Until the early twentieth century, printed invitations to executions issued by lawmen were a vital part of the ritual of death concluding a criminal proceeding in the United States. In this study, Gordon Morris Bakken invites readers to an understanding of the death penalty in America with a collection of essays that trace the history and politics of this highly charged moral, legal, and cultural issue. Bakken has solicited essays from historians, political scientists, and lawyers to ensure a broad treatment of the evolution of American cultural attitudes about crime and capital punishment.

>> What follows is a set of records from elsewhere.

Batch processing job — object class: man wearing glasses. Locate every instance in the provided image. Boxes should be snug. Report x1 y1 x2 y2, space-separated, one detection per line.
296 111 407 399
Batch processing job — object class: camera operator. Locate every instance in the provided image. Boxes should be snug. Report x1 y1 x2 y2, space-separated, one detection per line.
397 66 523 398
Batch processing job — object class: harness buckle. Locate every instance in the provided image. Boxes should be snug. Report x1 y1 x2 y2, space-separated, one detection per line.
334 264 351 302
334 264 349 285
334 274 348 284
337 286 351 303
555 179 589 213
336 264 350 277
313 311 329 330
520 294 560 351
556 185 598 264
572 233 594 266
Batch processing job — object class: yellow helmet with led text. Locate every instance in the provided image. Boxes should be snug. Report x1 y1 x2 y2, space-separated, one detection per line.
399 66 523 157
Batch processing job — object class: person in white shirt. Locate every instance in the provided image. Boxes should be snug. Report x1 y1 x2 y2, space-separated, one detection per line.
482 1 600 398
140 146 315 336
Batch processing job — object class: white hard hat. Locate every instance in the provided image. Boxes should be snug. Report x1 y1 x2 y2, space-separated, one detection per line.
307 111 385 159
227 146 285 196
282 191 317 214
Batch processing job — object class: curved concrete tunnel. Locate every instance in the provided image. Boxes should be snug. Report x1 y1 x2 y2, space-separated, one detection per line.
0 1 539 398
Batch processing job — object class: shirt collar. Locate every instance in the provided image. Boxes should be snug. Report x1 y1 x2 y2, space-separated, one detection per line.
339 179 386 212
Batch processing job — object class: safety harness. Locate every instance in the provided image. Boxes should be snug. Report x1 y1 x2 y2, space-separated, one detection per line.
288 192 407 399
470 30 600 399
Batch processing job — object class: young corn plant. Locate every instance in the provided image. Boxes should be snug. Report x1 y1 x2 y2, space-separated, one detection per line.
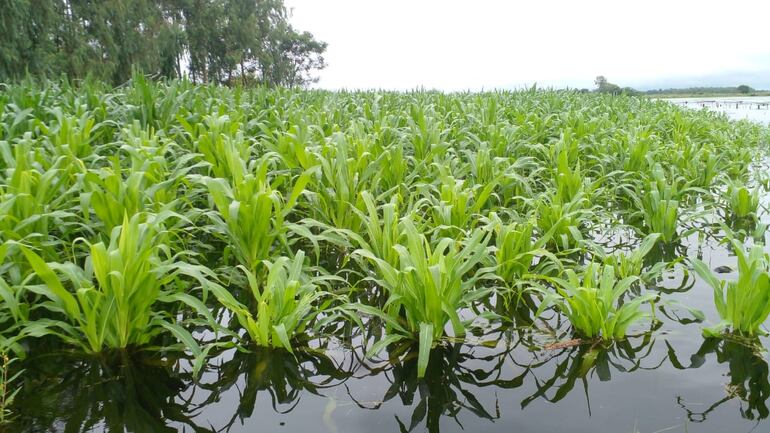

Part one of this extensive analysis focuses on politics, legal history, multicultural issues, and the international aspects of the death penalty. Part two offers a regional analysis with essays that put death penalty issues into a geographic and cultural context. Part three focuses on specific states with emphasis on the need to understand capital punishment in terms of state law development, particularly because states determine on whom the death penalty will be imposed. Part four examines the various means of death, from hanging to lethal injection, in state law case studies. And finally, part five focuses on the portrayal of capital punishment in popular culture.
Over de auteur
Gordon Morris Bakken earned B.S., M.S., Ph.D., and J.D. degrees from the University of Wisconsin. He teaches courses on American legal and constitutional history, westward movement, American military heritage, women of the American West, women and American law, as well as historical thinking and historical writing at California State University, Fullerton. He is the author or editor of numerous books including Icons of the American West: From Cowgirls to Silicon Valley.